The great teaching artist, Robert Henri, once wrote: “The object isn’t to make art, it’s to be in that wonderful state that makes art possible.”

Henri is talking about process versus product, a central idea in Method Writing and important to any creative work. I sometimes like to talk about “working well” versus “making good work.” This is a phrase that I learned from my painting mentor. On a regular basis, I send Carl (my mentor) pictures of my most recent canvasses, several at a time. At first, I expected that he would critique each canvas in detail, telling me what to change and what was alright. I expected advice on color choices and composition, perhaps a discussion of the thematic content. I quickly learned that such comments would not be forthcoming very often. Instead, Carl usually says something like: “You are working well. Keep going” Or, if he is displeased, he might say, “This looks unnatural You’re trying to hard. Experiment. Change directions.”
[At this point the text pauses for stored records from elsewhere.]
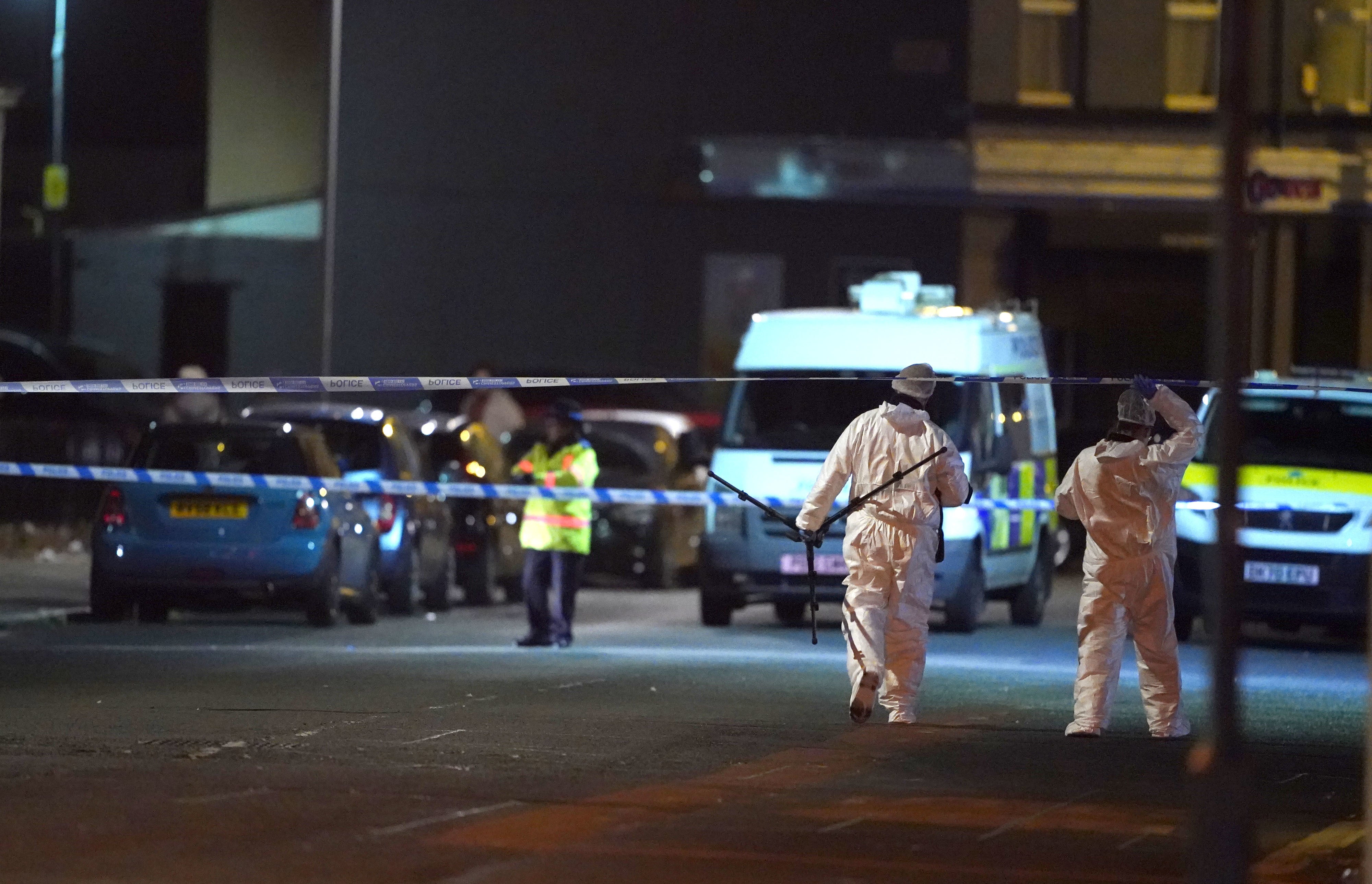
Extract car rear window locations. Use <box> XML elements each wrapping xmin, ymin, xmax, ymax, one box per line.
<box><xmin>133</xmin><ymin>429</ymin><xmax>318</xmax><ymax>476</ymax></box>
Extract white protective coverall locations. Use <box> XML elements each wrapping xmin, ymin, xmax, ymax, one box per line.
<box><xmin>796</xmin><ymin>402</ymin><xmax>969</xmax><ymax>723</ymax></box>
<box><xmin>1056</xmin><ymin>386</ymin><xmax>1203</xmax><ymax>737</ymax></box>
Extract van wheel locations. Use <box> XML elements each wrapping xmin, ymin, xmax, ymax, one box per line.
<box><xmin>700</xmin><ymin>589</ymin><xmax>734</xmax><ymax>626</ymax></box>
<box><xmin>424</xmin><ymin>544</ymin><xmax>457</xmax><ymax>611</ymax></box>
<box><xmin>305</xmin><ymin>553</ymin><xmax>343</xmax><ymax>627</ymax></box>
<box><xmin>772</xmin><ymin>599</ymin><xmax>809</xmax><ymax>626</ymax></box>
<box><xmin>944</xmin><ymin>546</ymin><xmax>986</xmax><ymax>633</ymax></box>
<box><xmin>1010</xmin><ymin>533</ymin><xmax>1054</xmax><ymax>626</ymax></box>
<box><xmin>454</xmin><ymin>544</ymin><xmax>495</xmax><ymax>607</ymax></box>
<box><xmin>386</xmin><ymin>542</ymin><xmax>420</xmax><ymax>616</ymax></box>
<box><xmin>343</xmin><ymin>566</ymin><xmax>381</xmax><ymax>626</ymax></box>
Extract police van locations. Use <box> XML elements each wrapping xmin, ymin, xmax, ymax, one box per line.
<box><xmin>700</xmin><ymin>273</ymin><xmax>1058</xmax><ymax>632</ymax></box>
<box><xmin>1173</xmin><ymin>372</ymin><xmax>1372</xmax><ymax>641</ymax></box>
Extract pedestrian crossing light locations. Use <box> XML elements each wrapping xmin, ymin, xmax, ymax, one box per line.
<box><xmin>43</xmin><ymin>163</ymin><xmax>67</xmax><ymax>211</ymax></box>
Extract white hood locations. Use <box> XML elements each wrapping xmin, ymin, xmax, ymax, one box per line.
<box><xmin>881</xmin><ymin>402</ymin><xmax>929</xmax><ymax>436</ymax></box>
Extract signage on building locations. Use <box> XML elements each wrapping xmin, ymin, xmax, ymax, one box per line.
<box><xmin>1246</xmin><ymin>170</ymin><xmax>1324</xmax><ymax>206</ymax></box>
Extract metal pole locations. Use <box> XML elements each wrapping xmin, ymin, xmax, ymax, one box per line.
<box><xmin>1192</xmin><ymin>0</ymin><xmax>1253</xmax><ymax>884</ymax></box>
<box><xmin>320</xmin><ymin>0</ymin><xmax>343</xmax><ymax>375</ymax></box>
<box><xmin>48</xmin><ymin>0</ymin><xmax>67</xmax><ymax>335</ymax></box>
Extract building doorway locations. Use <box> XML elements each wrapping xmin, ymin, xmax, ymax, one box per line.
<box><xmin>162</xmin><ymin>281</ymin><xmax>230</xmax><ymax>377</ymax></box>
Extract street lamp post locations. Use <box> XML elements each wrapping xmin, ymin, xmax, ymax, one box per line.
<box><xmin>43</xmin><ymin>0</ymin><xmax>67</xmax><ymax>335</ymax></box>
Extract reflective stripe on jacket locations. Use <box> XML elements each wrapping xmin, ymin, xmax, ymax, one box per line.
<box><xmin>510</xmin><ymin>439</ymin><xmax>600</xmax><ymax>555</ymax></box>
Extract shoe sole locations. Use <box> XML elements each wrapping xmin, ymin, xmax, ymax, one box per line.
<box><xmin>848</xmin><ymin>673</ymin><xmax>877</xmax><ymax>725</ymax></box>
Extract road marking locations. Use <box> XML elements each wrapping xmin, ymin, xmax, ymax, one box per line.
<box><xmin>399</xmin><ymin>728</ymin><xmax>466</xmax><ymax>745</ymax></box>
<box><xmin>977</xmin><ymin>789</ymin><xmax>1100</xmax><ymax>841</ymax></box>
<box><xmin>368</xmin><ymin>802</ymin><xmax>521</xmax><ymax>837</ymax></box>
<box><xmin>523</xmin><ymin>843</ymin><xmax>1177</xmax><ymax>884</ymax></box>
<box><xmin>43</xmin><ymin>644</ymin><xmax>1368</xmax><ymax>699</ymax></box>
<box><xmin>819</xmin><ymin>817</ymin><xmax>867</xmax><ymax>832</ymax></box>
<box><xmin>1253</xmin><ymin>820</ymin><xmax>1364</xmax><ymax>881</ymax></box>
<box><xmin>176</xmin><ymin>787</ymin><xmax>272</xmax><ymax>804</ymax></box>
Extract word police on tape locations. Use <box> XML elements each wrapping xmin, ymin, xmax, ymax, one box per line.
<box><xmin>0</xmin><ymin>375</ymin><xmax>1372</xmax><ymax>392</ymax></box>
<box><xmin>0</xmin><ymin>461</ymin><xmax>1262</xmax><ymax>512</ymax></box>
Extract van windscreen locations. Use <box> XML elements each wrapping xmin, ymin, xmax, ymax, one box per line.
<box><xmin>133</xmin><ymin>427</ymin><xmax>311</xmax><ymax>476</ymax></box>
<box><xmin>720</xmin><ymin>372</ymin><xmax>967</xmax><ymax>452</ymax></box>
<box><xmin>1196</xmin><ymin>395</ymin><xmax>1372</xmax><ymax>472</ymax></box>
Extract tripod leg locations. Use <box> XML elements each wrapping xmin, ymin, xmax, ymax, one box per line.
<box><xmin>805</xmin><ymin>544</ymin><xmax>819</xmax><ymax>645</ymax></box>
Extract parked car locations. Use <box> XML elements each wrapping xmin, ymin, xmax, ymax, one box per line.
<box><xmin>583</xmin><ymin>409</ymin><xmax>709</xmax><ymax>588</ymax></box>
<box><xmin>403</xmin><ymin>410</ymin><xmax>524</xmax><ymax>605</ymax></box>
<box><xmin>91</xmin><ymin>421</ymin><xmax>379</xmax><ymax>626</ymax></box>
<box><xmin>241</xmin><ymin>401</ymin><xmax>457</xmax><ymax>614</ymax></box>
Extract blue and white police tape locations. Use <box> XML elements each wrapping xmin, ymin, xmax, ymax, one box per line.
<box><xmin>0</xmin><ymin>461</ymin><xmax>1257</xmax><ymax>512</ymax></box>
<box><xmin>8</xmin><ymin>375</ymin><xmax>1372</xmax><ymax>394</ymax></box>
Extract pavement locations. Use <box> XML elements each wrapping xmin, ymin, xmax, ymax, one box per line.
<box><xmin>0</xmin><ymin>563</ymin><xmax>1367</xmax><ymax>884</ymax></box>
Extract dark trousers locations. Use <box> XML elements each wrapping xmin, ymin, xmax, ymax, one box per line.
<box><xmin>524</xmin><ymin>549</ymin><xmax>586</xmax><ymax>641</ymax></box>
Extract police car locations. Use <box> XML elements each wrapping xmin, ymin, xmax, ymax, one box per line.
<box><xmin>700</xmin><ymin>273</ymin><xmax>1058</xmax><ymax>632</ymax></box>
<box><xmin>1173</xmin><ymin>372</ymin><xmax>1372</xmax><ymax>641</ymax></box>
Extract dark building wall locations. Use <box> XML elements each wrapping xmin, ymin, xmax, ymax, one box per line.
<box><xmin>332</xmin><ymin>0</ymin><xmax>966</xmax><ymax>373</ymax></box>
<box><xmin>71</xmin><ymin>233</ymin><xmax>320</xmax><ymax>376</ymax></box>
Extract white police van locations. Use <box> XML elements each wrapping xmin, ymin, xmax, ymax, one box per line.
<box><xmin>700</xmin><ymin>273</ymin><xmax>1058</xmax><ymax>632</ymax></box>
<box><xmin>1173</xmin><ymin>372</ymin><xmax>1372</xmax><ymax>641</ymax></box>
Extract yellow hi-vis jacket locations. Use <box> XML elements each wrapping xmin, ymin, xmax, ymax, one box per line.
<box><xmin>510</xmin><ymin>439</ymin><xmax>600</xmax><ymax>556</ymax></box>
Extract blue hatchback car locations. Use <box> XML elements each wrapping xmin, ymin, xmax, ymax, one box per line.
<box><xmin>91</xmin><ymin>421</ymin><xmax>380</xmax><ymax>626</ymax></box>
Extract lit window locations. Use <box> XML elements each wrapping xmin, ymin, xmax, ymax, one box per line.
<box><xmin>1166</xmin><ymin>0</ymin><xmax>1220</xmax><ymax>111</ymax></box>
<box><xmin>1301</xmin><ymin>0</ymin><xmax>1372</xmax><ymax>114</ymax></box>
<box><xmin>1019</xmin><ymin>0</ymin><xmax>1077</xmax><ymax>107</ymax></box>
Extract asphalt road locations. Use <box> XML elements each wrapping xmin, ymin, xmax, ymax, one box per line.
<box><xmin>0</xmin><ymin>579</ymin><xmax>1367</xmax><ymax>884</ymax></box>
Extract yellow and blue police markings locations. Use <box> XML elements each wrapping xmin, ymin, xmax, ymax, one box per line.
<box><xmin>981</xmin><ymin>457</ymin><xmax>1058</xmax><ymax>552</ymax></box>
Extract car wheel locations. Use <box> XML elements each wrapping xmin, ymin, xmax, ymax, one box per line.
<box><xmin>639</xmin><ymin>538</ymin><xmax>676</xmax><ymax>589</ymax></box>
<box><xmin>91</xmin><ymin>566</ymin><xmax>133</xmax><ymax>623</ymax></box>
<box><xmin>1010</xmin><ymin>533</ymin><xmax>1054</xmax><ymax>626</ymax></box>
<box><xmin>424</xmin><ymin>544</ymin><xmax>457</xmax><ymax>611</ymax></box>
<box><xmin>139</xmin><ymin>599</ymin><xmax>172</xmax><ymax>623</ymax></box>
<box><xmin>944</xmin><ymin>548</ymin><xmax>986</xmax><ymax>633</ymax></box>
<box><xmin>343</xmin><ymin>566</ymin><xmax>381</xmax><ymax>626</ymax></box>
<box><xmin>772</xmin><ymin>599</ymin><xmax>809</xmax><ymax>626</ymax></box>
<box><xmin>700</xmin><ymin>566</ymin><xmax>735</xmax><ymax>626</ymax></box>
<box><xmin>386</xmin><ymin>544</ymin><xmax>420</xmax><ymax>616</ymax></box>
<box><xmin>305</xmin><ymin>553</ymin><xmax>343</xmax><ymax>627</ymax></box>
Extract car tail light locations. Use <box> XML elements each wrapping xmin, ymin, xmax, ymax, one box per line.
<box><xmin>100</xmin><ymin>489</ymin><xmax>128</xmax><ymax>529</ymax></box>
<box><xmin>291</xmin><ymin>494</ymin><xmax>320</xmax><ymax>529</ymax></box>
<box><xmin>376</xmin><ymin>494</ymin><xmax>395</xmax><ymax>534</ymax></box>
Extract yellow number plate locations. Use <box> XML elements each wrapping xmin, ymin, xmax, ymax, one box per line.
<box><xmin>172</xmin><ymin>497</ymin><xmax>248</xmax><ymax>519</ymax></box>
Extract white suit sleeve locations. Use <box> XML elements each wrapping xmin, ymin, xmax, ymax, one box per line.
<box><xmin>796</xmin><ymin>424</ymin><xmax>853</xmax><ymax>531</ymax></box>
<box><xmin>1148</xmin><ymin>386</ymin><xmax>1205</xmax><ymax>464</ymax></box>
<box><xmin>1052</xmin><ymin>461</ymin><xmax>1081</xmax><ymax>522</ymax></box>
<box><xmin>934</xmin><ymin>442</ymin><xmax>971</xmax><ymax>507</ymax></box>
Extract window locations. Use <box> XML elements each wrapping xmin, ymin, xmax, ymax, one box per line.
<box><xmin>1166</xmin><ymin>0</ymin><xmax>1220</xmax><ymax>111</ymax></box>
<box><xmin>1019</xmin><ymin>0</ymin><xmax>1077</xmax><ymax>107</ymax></box>
<box><xmin>1301</xmin><ymin>0</ymin><xmax>1372</xmax><ymax>114</ymax></box>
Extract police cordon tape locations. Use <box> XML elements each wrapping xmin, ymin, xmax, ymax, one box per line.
<box><xmin>0</xmin><ymin>461</ymin><xmax>1257</xmax><ymax>512</ymax></box>
<box><xmin>8</xmin><ymin>375</ymin><xmax>1372</xmax><ymax>394</ymax></box>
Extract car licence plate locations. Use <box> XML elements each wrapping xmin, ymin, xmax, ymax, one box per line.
<box><xmin>1243</xmin><ymin>562</ymin><xmax>1320</xmax><ymax>586</ymax></box>
<box><xmin>172</xmin><ymin>497</ymin><xmax>248</xmax><ymax>519</ymax></box>
<box><xmin>781</xmin><ymin>553</ymin><xmax>848</xmax><ymax>575</ymax></box>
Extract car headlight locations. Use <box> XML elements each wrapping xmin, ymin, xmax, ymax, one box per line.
<box><xmin>613</xmin><ymin>504</ymin><xmax>653</xmax><ymax>527</ymax></box>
But I am a person with expectations. I want to produce a fine painting or story or essay, every time I work. So I focus on the picture or the story when I should be focusing on the paint and the words: these are the materials with which I build and they should be the focus of my attention.

I  suggest that it is this child-like focus on the raw material that was in Henri’s thoughts when he wrote about “that wonderful state that makes art possible.” That wonderful state is similar to a child playing in the mud or fingerpainting. The child (especially a toddler) is not a bit concerned with building anything: she is just excited by the wet dirt on her skin and the way it oozes around her fingers or splashes when she slaps it. They don’t care about the picture they are coloring. They are excited by the way the colors appear on the paper as they scribble.

One might respond that the child doesn’t usually produce a finished work of  art, and that’s fair enough. Being childlike in the way we connect to our material is necessary, but not sufficient. Adult play is different than child’s play. A child plays for the sheer natural joy of it. An adult does too, but we also have the capacity to shape our play. Working well requires that we find a balance between play and purpose.

I want to produce. I want to have a finished piece of writing, a finished painting. I want to be appreciated and admired for my work. I want to do good. I crave approval and affirmation. I am an artist. And, in some ways, to be an artist is to be very needy indeed.

So how do we arrive at this mysterious embrace between our childlike joy in play and our adult need to achieve? We must, because play without achievement is immaturity; achievement without play is hollow.

We begin by asking the question. We come to understand  that our working focus must be on achieving that balance, not tellling the story or making the picture or composing the symphony. All of that wonderful stuff arises from the dance.

Dancing that dance must be the life’s work of a writer, or any other creative worker.